A Florida Court of Appeal has affirmed a summary judgment in favor of a reinsurer arising out of the partial assignment of the underlying insurance policy as security for a loan, where the reinsurer paid the insured $8 million for a fire loss, ignoring the recorded assignment. Banco Ficohsa v. Aseguradora Hondurena, S.A., – So.2d -, 2006 WL 1999368 (Fla. 3rd DCA July 19, 2006) (slip opinion). Carlton Fields represented Banco Ficohsa in the appeal of this case.
Arbitration / Court Decisions
UK – broker may assert lien for unpaid reinsurance premium
Under UK law, a reinsurance broker may assert a lien over claim proceeds for premiums for reinsurance coverage paid by the party's broker, but not reimbursed by the reinsured. Heath Lambert Ltd. v. Sociedad de Corretaje de Seguros, [2006] EWHC 1345 (June 9, 2006).
Judge finds ambiguity as to whether two reinsurance agreements provide for a single or an annual aggregate limit
Cross motions for summary judgment were denied in Professional Consultants Insurance Co. v.
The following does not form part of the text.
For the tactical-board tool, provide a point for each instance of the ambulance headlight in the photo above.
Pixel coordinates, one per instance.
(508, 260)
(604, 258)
Employers Reinsurance Co., Case No. 1:03-cv-216 (D. Vt. March 28, 2006), where the Court found that two reinsurance agreements covering professional liability policies were ambiguous as to whether the reinsurance provided an aggregate annual, or a per-policy, limit on the liability of the reinsurer. This case settled and was dismissed in June 2006. Professional Consultants Insurance Company v. Employers Reinsurance Company, 2006 WL 751244 (D. Vt. March 8, 2006) (slip opinion).
Denial of pre-pleading security is appealable in Connecticut
The Connecticut Supreme Court, reversing a decision of the Connecticut Appellate Court that found the issue not to be appealable, has found that the denial of a motion for pre-pleading security in a case brought by Hartford against unauthorized reinsurance companies was an appealable final judgment. The Supreme Court remanded the case for consideration of the merits of the appeal by the Court of Appeal. Hartford Accident and Indemnity Co. v. Ace American Reinsurance Co., – A.2d -, 2006 WL 1982910 (Ct. July 25, 2006) (slip opinion).
Arbitration award confirmed over disputes as to discovery and arbitrator bias
A District Court confirmed an arbitration award in a non-reinsurance context in Lebeau v. Oppenheimer & Co., rejecting contentions that the award should be vacated because, inter alia, the arbitrators did not allow sufficient discovery, did not adequately disclose conflicts and demonstrated bias. One interesting finding is that under the Federal Arbitration Act, one may waive such objections by raising them for the first time in the context of motions to confirm or vacate a later award, rather than raising them in the arbitration, at the time of the alleged misconduct. Lebeau v. Oppenheimer & Co., Case No. 05-5876 (USDC E.D. Pa. June 23, 2006).